Thing #02 Sir Ken Robinson

The second task in the introduction week encourages participants of the 23 things @ MPJ adventure to look watch the video below:

You Tube IconRobinson, S. K. (Lecturer) (2010). Changing education paradigms [Web]. Retrieved from http://www.youtube.com/watch?feature=player_embedded&v=zDZFcDGpL4U

Comments:

I had to watch the video a few times before I began to understand the concepts that Sir Ken Robinson was referring too.  When I think of education reform I think of it in terms of Newton’s Cradle.

Some external catalyst or motivation begins the motion to reform education. In this case the catalyst for educational reform is the preparation for the changing economy in the 21st century and the the maintenance of cultural identity. Both in my mind very valid starting points to trigger reform. Using Newton’s Cradle then the ball represents the idea of an education reform. Once the ball or reform is released it goes through a series of cultural and societal institutions.

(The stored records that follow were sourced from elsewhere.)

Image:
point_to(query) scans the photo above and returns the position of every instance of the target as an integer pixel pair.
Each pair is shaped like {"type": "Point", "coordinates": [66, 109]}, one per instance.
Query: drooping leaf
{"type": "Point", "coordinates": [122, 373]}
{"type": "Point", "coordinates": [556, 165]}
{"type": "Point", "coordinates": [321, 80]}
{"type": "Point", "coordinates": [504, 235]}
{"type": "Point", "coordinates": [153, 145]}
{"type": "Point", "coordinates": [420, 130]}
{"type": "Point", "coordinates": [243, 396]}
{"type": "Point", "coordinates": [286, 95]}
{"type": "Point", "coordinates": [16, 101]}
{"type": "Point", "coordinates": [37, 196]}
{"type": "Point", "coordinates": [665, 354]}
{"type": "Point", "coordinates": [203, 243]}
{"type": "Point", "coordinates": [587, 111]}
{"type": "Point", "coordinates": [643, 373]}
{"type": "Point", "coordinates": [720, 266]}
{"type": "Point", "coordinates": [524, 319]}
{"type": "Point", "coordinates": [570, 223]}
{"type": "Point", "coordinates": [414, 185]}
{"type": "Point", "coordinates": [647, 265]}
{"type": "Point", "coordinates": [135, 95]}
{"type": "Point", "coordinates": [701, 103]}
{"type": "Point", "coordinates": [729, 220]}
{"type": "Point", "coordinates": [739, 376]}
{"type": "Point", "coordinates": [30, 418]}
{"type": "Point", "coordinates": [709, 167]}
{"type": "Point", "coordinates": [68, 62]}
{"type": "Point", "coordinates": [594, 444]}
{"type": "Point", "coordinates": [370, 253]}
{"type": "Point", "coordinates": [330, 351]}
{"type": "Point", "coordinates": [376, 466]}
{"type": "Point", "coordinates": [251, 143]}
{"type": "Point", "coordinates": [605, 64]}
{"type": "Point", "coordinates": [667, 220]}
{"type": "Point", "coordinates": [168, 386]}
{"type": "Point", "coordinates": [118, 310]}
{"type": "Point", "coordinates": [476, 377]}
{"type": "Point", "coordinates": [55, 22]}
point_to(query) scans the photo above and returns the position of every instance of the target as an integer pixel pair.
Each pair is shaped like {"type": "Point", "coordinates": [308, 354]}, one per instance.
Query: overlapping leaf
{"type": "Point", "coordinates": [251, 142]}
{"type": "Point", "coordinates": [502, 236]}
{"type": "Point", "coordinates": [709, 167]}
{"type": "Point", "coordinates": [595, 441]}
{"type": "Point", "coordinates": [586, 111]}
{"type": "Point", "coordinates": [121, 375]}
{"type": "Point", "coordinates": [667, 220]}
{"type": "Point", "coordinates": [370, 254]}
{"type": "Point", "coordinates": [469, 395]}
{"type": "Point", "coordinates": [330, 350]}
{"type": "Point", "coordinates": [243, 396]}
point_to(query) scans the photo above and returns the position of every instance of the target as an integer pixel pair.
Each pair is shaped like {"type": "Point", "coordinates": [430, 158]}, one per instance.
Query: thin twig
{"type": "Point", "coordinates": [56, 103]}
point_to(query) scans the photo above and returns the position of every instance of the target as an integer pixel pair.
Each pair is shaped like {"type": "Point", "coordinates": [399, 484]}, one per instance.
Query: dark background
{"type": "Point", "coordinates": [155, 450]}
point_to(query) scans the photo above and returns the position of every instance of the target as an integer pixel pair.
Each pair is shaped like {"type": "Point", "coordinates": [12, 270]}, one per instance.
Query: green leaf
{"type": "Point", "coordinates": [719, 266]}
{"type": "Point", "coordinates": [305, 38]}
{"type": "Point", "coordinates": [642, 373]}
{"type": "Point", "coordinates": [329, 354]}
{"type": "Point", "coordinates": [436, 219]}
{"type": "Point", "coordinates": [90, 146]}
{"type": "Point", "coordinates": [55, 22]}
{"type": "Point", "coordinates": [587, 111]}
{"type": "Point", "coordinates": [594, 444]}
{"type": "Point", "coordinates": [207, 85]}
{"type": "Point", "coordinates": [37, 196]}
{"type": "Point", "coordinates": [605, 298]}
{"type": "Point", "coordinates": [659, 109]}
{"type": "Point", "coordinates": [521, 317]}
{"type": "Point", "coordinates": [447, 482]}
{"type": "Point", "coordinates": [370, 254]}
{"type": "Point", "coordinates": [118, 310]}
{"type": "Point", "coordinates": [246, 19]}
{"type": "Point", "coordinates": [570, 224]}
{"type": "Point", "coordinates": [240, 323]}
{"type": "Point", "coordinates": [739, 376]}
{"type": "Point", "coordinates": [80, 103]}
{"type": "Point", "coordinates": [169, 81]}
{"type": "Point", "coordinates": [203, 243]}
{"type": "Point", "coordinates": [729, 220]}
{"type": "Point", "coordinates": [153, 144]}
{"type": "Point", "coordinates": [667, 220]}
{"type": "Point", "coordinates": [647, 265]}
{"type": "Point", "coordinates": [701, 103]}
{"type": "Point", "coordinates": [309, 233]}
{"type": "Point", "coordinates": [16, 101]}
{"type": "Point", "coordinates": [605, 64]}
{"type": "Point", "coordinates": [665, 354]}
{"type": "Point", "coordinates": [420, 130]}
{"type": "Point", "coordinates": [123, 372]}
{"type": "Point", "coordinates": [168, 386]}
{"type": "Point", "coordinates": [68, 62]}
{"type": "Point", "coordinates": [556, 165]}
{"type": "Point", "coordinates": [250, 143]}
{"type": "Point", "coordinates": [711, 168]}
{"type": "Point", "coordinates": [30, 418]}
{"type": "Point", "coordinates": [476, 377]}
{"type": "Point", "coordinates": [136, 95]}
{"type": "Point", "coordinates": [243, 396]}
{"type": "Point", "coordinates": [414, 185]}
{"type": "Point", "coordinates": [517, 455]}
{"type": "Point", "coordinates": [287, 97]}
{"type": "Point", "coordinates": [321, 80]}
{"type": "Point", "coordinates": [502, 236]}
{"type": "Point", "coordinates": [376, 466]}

Each institution takes a piece of that reform, absorbs it, and in turn (hopefully??) uses it to change educational practices. However, if with each transfer of idea the only thing that takes place is the absorption the reform eventually stops. In other words the pendulum stops swinging since all energy has been used. What needs to happen in order to keep the pendulum swinging is a reinvention and application of a particular educational reform so that new reforms can contribute back and redistribute ideas (energy) back to the institutions thus maintaining momentum.

Educators need to embrace the new reforms which in many cases do not come from the professionals or other institutions but from the learners themselves, the students. I like to think of myself as the student rather than the teacher.